Catéchisme de l'Église catholique
Comme déjà chez les prophètes, l’appel de Jésus à la conversion et à la pénitence ne vise pas d’abord des œuvres extérieures, " le sac et la cendre ", les jeûnes et les mortifications, mais la conversion du cœur, la pénitence intérieure. Sans elle, les œuvres de pénitence restent stériles et mensongères ; par contre, la conversion intérieure pousse à l’expression de cette attitude en des signes visibles, des gestes et des œuvres de pénitence (cf. Jl 2, 12-13 ; Is 1, 16-17 ; Mt 6, 1-6. 16-18).

La pénitence intérieure du chrétien peut avoir des expressions très variées. L’Écriture et les Pères insistent surtout sur trois formes : le jeûne, la prière, l’aumône (cf. Tb 12, 8 ; Mt 6, 1-18), qui expriment la conversion par rapport à soi-même, par rapport à Dieu et par rapport aux autres. A côté de la purification radicale opérée par le Baptême ou par le martyre, ils citent, comme moyen d’obtenir le pardon des péchés, les efforts accomplis pour se réconcilier avec son prochain, les larmes de pénitence, le souci du salut du prochain (cf.

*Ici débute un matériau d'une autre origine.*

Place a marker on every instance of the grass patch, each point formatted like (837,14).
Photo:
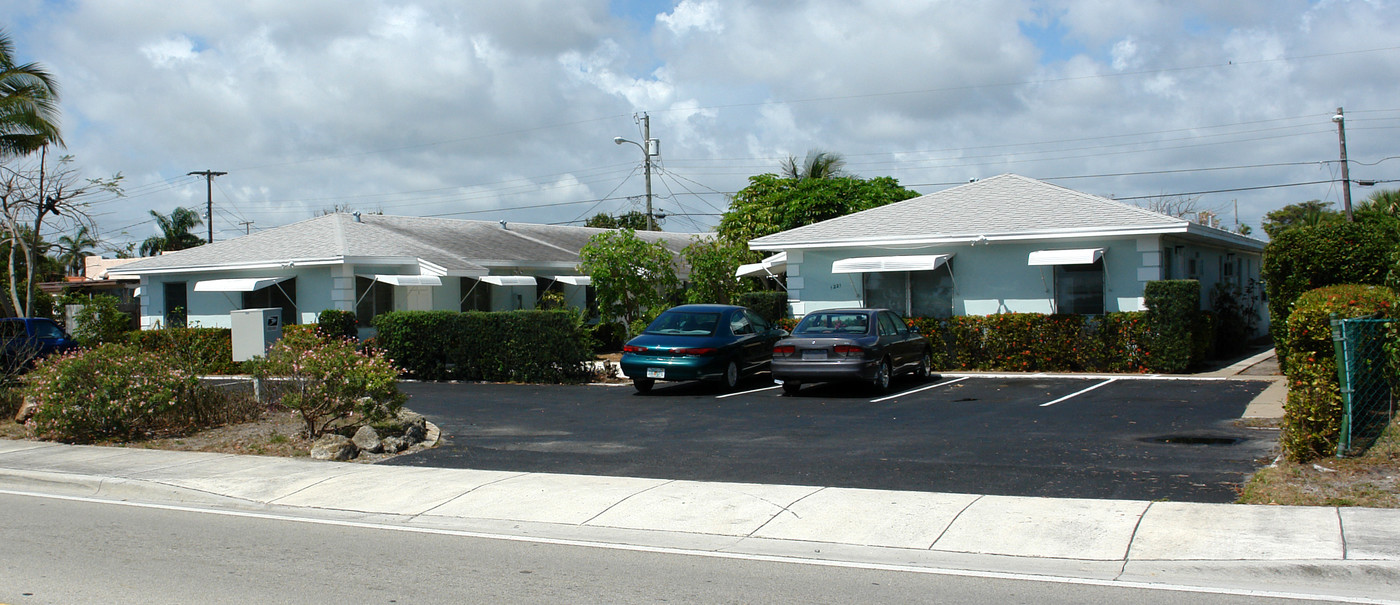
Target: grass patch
(1371,479)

Jc 5, 20) l’intercession des saints et la pratique de la charité " qui couvre une multitude de péchés " (1 P 4, 8).

La Loi nouvelle pratique les actes de la religion : l’aumône, la prière et le jeûne, en les ordonnant au " Père qui voit dans le secret ", à l’encontre du désir " d’être vu des hommes " (cf. Mt 6, 1-6 ; 16-18). Sa prière est le " Notre Père " (Mt 6, 9-13).